Buchrezension Alexej Nawalny: Vom Kleinaktionär zum inhaftierten Oppositionsführer

Der russische Oppositionsführer ist Putins wichtigster Gegner.
Berlin Der Hochsommer bietet an Russland und an Wirtschaft interessierten Lesern nicht nur hochspannende Nachrichten aus dem Land vor einer weichenstellenden Dumawahl im September, sondern auch zwei lesenswerte Bücher: eines über den inhaftierten Oppositionellen Alexei Nawalny, eines mit Reden bei seinen Verurteilungen von ihm selbst. Sie ergänzen sich gut.
Denn das von drei Politikwissenschaftlern aus Deutschland, Frankreich und England verfasste Buch „Nawalny. Seine Ziele, seine Gegner, seine Zukunft“ liefert ein differenziertes und aufschlussreiches Bild des derzeit trotz seiner Inhaftierung wichtigsten Widersachers von Kremlchef Wladimir Putin. Aber es fehlt das ebenso beißende wie treffende Wort Nawalnys selbst, das in „Schweigt nicht! Reden vor Gericht“ dafür umfassend zu Gehör kommt.
Es gelingt den Autoren, Nawalny als „komplexe Figur“ vorzustellen und zu ergründen: von einem Kleinaktionär, der mit seinen furchtlosen Nachfragen auf Hauptversammlungen die mauernden Vorstandschefs großer russischer Konzerne in die Ecke treibt und zumindest kleine Blicke hinter die Mauern aus Korruption und Verschwendung firmeneigenen Kapitals erlaubt, bis hin zum wichtigsten Oppositionellen.
Der recherchiert mit seinem – inzwischen als „terroristisch“ (!) – verbotenen Anti-Korruptionsfonds die milliardenschweren Machenschaften führender Politiker aus dem Putin-Umfeld, ranghoher Beamter und der Oligarchen genannten Superreichen mit ihren Beziehungen zum Kreml und führt sie in spannend erzählten und gut belegten Videos einem immer wütender werdenden Volk im Internet vor. Denn in den zumeist staatlich kontrollierten Medien werden Nawalny und seine hervorragende investigative Enthüllungsarbeit totgeschwiegen.
„Um in diesem Umfeld ein ernsthafter Herausforderer der Macht(haber) zu werden, benötigt es Mut, Kreativität und Witz. Nawalny besitzt alle diese Qualitäten – und genau deshalb sticht er hervor“, attestieren ihm die drei Autoren. Und löblicherweise räumen sie auch mit der vom Kreml verbreiteten Behauptung auf, Nawalny sei ein rassistischer Ultranationalist.

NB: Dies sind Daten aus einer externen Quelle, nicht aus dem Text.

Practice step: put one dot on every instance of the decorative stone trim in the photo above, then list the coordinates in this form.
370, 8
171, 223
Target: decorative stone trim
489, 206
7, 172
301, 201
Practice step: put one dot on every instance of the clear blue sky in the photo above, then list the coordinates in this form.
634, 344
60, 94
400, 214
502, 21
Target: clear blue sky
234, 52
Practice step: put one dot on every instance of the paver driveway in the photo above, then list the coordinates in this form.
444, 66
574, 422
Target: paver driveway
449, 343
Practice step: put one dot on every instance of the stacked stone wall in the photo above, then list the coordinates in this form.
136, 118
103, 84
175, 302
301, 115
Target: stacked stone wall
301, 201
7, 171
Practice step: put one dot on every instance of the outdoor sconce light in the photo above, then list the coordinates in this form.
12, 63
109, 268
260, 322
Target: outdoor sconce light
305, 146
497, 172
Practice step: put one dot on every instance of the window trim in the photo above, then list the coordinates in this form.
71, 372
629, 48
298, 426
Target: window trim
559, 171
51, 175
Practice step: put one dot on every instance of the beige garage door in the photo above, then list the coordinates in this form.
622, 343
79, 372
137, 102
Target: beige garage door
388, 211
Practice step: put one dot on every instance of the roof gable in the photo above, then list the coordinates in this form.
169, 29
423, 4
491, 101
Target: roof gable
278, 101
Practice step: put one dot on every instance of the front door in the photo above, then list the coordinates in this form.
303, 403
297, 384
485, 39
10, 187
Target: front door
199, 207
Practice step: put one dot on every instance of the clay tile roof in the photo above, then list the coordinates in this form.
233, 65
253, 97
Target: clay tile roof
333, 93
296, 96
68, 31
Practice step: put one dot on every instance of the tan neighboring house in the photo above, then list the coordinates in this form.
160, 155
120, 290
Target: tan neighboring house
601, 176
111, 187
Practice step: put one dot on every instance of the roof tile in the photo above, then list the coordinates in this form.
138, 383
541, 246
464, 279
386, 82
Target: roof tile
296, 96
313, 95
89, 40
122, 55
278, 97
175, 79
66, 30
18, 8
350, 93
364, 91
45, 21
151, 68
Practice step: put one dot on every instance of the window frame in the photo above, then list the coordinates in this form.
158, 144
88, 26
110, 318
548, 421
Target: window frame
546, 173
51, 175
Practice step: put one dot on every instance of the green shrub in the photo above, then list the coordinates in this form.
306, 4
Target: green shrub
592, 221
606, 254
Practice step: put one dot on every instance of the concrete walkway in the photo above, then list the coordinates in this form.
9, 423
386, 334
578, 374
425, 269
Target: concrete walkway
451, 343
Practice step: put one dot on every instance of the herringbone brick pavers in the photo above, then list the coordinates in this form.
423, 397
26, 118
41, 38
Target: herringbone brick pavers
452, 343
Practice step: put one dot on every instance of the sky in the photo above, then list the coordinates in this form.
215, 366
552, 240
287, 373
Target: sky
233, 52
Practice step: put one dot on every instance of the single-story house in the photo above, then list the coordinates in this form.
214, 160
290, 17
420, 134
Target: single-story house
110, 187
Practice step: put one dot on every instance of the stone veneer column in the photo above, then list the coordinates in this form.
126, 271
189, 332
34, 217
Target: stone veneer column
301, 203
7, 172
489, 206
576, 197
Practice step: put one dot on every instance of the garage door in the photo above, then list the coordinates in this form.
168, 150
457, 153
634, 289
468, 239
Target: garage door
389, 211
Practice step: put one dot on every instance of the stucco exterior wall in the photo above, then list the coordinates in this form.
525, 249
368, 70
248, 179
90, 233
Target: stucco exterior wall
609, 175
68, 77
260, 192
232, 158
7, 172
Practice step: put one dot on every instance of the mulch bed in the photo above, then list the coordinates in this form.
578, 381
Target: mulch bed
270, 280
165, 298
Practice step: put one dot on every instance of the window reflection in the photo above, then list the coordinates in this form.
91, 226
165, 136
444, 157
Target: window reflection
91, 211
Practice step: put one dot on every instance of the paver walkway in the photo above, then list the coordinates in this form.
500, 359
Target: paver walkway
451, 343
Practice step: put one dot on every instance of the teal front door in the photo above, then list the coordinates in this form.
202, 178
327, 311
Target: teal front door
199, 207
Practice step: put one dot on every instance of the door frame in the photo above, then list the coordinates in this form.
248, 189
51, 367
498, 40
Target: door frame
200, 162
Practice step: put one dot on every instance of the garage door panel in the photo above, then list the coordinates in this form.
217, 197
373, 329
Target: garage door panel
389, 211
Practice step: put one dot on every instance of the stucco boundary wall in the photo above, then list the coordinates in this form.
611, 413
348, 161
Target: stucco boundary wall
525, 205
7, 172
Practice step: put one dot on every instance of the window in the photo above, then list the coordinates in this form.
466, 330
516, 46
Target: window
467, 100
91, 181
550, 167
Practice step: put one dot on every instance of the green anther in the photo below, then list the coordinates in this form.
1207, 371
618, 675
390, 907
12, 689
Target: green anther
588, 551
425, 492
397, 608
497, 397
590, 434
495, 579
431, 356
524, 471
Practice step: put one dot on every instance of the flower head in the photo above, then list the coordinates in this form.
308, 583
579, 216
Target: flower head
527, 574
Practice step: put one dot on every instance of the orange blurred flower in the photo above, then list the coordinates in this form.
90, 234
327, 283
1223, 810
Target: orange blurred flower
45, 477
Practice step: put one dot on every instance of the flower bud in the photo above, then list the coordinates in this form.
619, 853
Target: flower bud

Jan Matti Dollbaum, Morvan Lallouet, Ben Noble: Nawalny. Seine Ziele, seine Gegner, seine Zukunft.
Hoffmann & Campe
Hamburg 2021
288 Seiten
20 Euro
Um darzustellen, wie Nawalny zu einer „echten ,Alternative‘, einem Mutmacher, jemand, der die Fähigkeit hat, Menschen zu motivieren“, geworden ist, hätten dem analytisch starken Buch mehr Details von Nawalnys Aktivitäten, mehr Gespräche mit Mitstreitern des von ihnen als „kompromissloser Realist“ Bezeichneten gutgetan. Und eine weniger akademische Sprache.
Wie Nawalny in scharfzüngigen Plädoyers bei seinen jüngsten zwei Verurteilungen in Moskau die politisch gelenkte Justiz seiner Heimat ebenso markig wie juristisch feinziseliert auseinandernimmt, liest man in „Schweigt nicht! Reden vor Gericht“. Hier brandmarkt er Putin als „diebischen Opa, der in seinem Bunker sitzt und vor Angst schlottert“.

Alexei Nawalny: Schweigt nicht! Reden vor Gericht.
Droemer Knaur
München 2021
96 Seiten
8 Euro
Das Schlimmste, mahnt der frühere FDP-Innenminister Gerhart Baum, sei „das Vergessen“ der „Menschenrechtsverteidiger“ wie Nawalny, wenn sie jetzt lange im Gefängnis sitzen. Aber eben auch Nawalnys Erkenntnis: „Dieses Regime basiert auf Angst.“
In der Tat ist dies das Prinzip aller autoritären Herrscher, die wissen, dass ihre Macht sehr schnell zerbröselt, wenn die Unterdrückten ihre Angststarre überwinden. Diese Erkenntnis ist ebenso ernüchternd wie die Prognose der drei Politologen, dass Russland „zu einer voll entwickelten Diktatur zu werden“ droht.